Bret Stephens, who was hired by the New York Times in April to be a conservative voice for the newspaper, took a decidedly liberal turn today with his op-ed calling for the repeal of the Second Amendment in the aftermath of the mass shooting in Las Vegas on Sunday night.
After citing a litany of reasons why he thinks that more guns means more murder and less safety, Stephens says that Americans who are outraged by gun crimes should take make more fundamental and permanent change in our gun laws.
That means repealing the Second Amendment.
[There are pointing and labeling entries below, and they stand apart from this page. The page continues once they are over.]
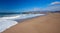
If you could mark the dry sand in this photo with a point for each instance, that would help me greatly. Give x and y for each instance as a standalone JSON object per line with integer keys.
{"x": 44, "y": 24}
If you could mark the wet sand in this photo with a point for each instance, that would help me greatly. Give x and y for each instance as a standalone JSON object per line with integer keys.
{"x": 43, "y": 24}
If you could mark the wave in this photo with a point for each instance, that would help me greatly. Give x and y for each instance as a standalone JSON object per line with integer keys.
{"x": 20, "y": 16}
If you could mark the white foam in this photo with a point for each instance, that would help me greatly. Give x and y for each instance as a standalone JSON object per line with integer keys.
{"x": 21, "y": 16}
{"x": 5, "y": 24}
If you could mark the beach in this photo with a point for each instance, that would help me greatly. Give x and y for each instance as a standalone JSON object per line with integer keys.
{"x": 49, "y": 23}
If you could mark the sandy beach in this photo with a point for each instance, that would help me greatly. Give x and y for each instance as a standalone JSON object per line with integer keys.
{"x": 42, "y": 24}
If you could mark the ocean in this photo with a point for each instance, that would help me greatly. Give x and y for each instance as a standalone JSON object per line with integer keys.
{"x": 9, "y": 20}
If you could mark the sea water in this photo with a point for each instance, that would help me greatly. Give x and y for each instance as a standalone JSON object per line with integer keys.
{"x": 8, "y": 20}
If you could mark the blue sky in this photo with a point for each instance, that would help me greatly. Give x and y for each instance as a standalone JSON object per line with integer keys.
{"x": 24, "y": 5}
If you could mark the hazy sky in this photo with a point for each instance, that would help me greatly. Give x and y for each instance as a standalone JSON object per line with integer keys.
{"x": 25, "y": 5}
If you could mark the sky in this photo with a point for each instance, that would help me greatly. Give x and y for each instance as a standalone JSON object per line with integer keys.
{"x": 28, "y": 5}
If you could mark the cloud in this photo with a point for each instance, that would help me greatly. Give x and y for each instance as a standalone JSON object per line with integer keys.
{"x": 55, "y": 7}
{"x": 56, "y": 2}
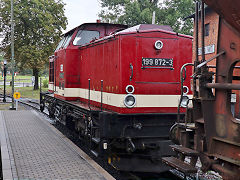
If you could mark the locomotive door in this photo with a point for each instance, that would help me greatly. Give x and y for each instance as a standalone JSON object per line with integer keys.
{"x": 157, "y": 66}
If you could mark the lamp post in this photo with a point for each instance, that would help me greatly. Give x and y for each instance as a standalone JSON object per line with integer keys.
{"x": 12, "y": 51}
{"x": 4, "y": 74}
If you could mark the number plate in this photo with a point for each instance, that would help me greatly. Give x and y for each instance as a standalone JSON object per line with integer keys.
{"x": 158, "y": 62}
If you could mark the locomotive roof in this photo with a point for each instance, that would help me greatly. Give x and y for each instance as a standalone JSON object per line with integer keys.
{"x": 147, "y": 27}
{"x": 104, "y": 24}
{"x": 151, "y": 27}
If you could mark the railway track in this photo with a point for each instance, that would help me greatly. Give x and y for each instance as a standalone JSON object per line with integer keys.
{"x": 34, "y": 104}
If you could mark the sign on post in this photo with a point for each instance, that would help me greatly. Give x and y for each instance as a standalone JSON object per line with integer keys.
{"x": 16, "y": 96}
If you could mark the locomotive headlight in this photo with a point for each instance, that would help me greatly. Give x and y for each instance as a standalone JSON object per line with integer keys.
{"x": 184, "y": 101}
{"x": 158, "y": 45}
{"x": 129, "y": 100}
{"x": 130, "y": 89}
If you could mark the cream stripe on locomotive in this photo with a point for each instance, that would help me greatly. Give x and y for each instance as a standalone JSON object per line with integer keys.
{"x": 117, "y": 99}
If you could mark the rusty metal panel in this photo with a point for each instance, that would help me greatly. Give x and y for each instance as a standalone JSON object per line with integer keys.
{"x": 228, "y": 9}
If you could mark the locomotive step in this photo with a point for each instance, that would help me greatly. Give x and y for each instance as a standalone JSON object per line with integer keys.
{"x": 96, "y": 140}
{"x": 179, "y": 165}
{"x": 184, "y": 150}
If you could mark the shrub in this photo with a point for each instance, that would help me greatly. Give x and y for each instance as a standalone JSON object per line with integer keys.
{"x": 45, "y": 83}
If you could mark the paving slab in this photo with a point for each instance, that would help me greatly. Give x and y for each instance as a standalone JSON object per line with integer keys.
{"x": 34, "y": 149}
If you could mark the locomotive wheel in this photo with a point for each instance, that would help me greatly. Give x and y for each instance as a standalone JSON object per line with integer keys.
{"x": 42, "y": 106}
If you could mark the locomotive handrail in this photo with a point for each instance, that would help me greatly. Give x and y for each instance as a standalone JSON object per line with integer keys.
{"x": 212, "y": 58}
{"x": 131, "y": 67}
{"x": 229, "y": 86}
{"x": 181, "y": 97}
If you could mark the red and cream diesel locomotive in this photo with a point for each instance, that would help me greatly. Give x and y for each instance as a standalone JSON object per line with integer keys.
{"x": 119, "y": 88}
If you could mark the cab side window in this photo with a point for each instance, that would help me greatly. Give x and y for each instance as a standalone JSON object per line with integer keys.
{"x": 85, "y": 36}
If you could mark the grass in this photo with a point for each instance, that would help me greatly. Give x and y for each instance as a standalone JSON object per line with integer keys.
{"x": 26, "y": 92}
{"x": 20, "y": 78}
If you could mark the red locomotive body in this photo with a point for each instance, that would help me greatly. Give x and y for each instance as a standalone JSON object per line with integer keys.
{"x": 121, "y": 88}
{"x": 119, "y": 60}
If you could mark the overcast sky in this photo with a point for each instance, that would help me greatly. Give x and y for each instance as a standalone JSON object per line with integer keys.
{"x": 81, "y": 11}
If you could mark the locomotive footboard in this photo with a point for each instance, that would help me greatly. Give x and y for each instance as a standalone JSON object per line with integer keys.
{"x": 134, "y": 142}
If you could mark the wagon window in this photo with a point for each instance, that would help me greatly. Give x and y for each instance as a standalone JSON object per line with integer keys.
{"x": 60, "y": 44}
{"x": 85, "y": 36}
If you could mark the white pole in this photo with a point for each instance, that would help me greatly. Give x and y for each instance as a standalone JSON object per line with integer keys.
{"x": 16, "y": 104}
{"x": 153, "y": 18}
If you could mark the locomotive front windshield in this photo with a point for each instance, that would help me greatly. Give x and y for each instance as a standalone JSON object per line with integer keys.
{"x": 85, "y": 36}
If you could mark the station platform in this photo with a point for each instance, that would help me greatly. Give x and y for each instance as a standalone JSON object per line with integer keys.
{"x": 31, "y": 148}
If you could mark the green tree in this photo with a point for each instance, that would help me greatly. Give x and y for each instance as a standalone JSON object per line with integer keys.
{"x": 133, "y": 12}
{"x": 38, "y": 27}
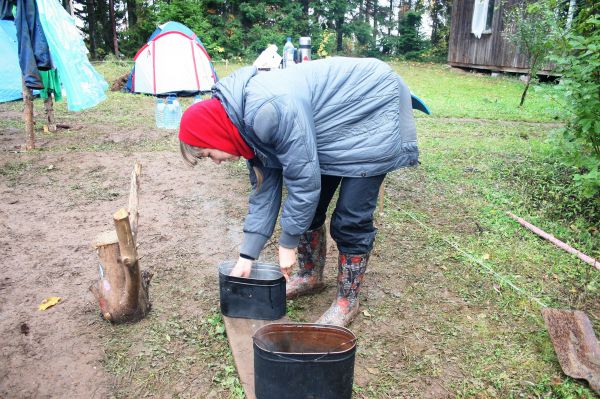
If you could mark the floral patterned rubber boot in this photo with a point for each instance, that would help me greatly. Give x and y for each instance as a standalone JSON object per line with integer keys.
{"x": 351, "y": 271}
{"x": 312, "y": 251}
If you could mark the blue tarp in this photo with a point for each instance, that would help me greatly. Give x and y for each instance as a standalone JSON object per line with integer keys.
{"x": 10, "y": 72}
{"x": 84, "y": 85}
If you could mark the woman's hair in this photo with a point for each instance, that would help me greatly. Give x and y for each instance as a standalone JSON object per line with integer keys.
{"x": 191, "y": 155}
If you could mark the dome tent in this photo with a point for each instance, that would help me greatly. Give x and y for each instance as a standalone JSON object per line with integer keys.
{"x": 173, "y": 60}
Repealing the Amendment may seem like political Mission Impossible today, but in the era of same-sex marriage it’s worth recalling that most great causes begin as improbable ones. Gun ownership should never be outlawed, just as it isn’t outlawed in Britain or Australia. But it doesn’t need a blanket Constitutional protection, either. The 46,445 murder victims killed by gunfire in the United States between 2012 and 2016 didn’t need to perish so that gun enthusiasts can go on fantasizing that “Red Dawn” is the fate that soon awaits us.
Some conservatives will insist that the Second Amendment is fundamental to the structure of American liberty. They will cite James Madison, who noted in the Federalist Papers that in Europe “the governments are afraid to trust the people with arms.” America was supposed to be different, and better.
I wonder what Madison would have to say about that today, when more than twice as many Americans perished last year at the hands of their fellows as died in battle during the entire Revolutionary War. My guess: Take the guns—or at least the presumptive right to them—away. The true foundation of American exceptionalism should be our capacity for moral and constitutional renewal, not our instinct for self-destruction.
Since joining the Times, Stephens who is anti-Trump has taken great delight in criticizing conservatives who support the president and with his call to repeal the Second Amendment finds himself more closely aligned with left-wing filmmaker Michael Moore and reminds readers that he’s a faux conservative at best.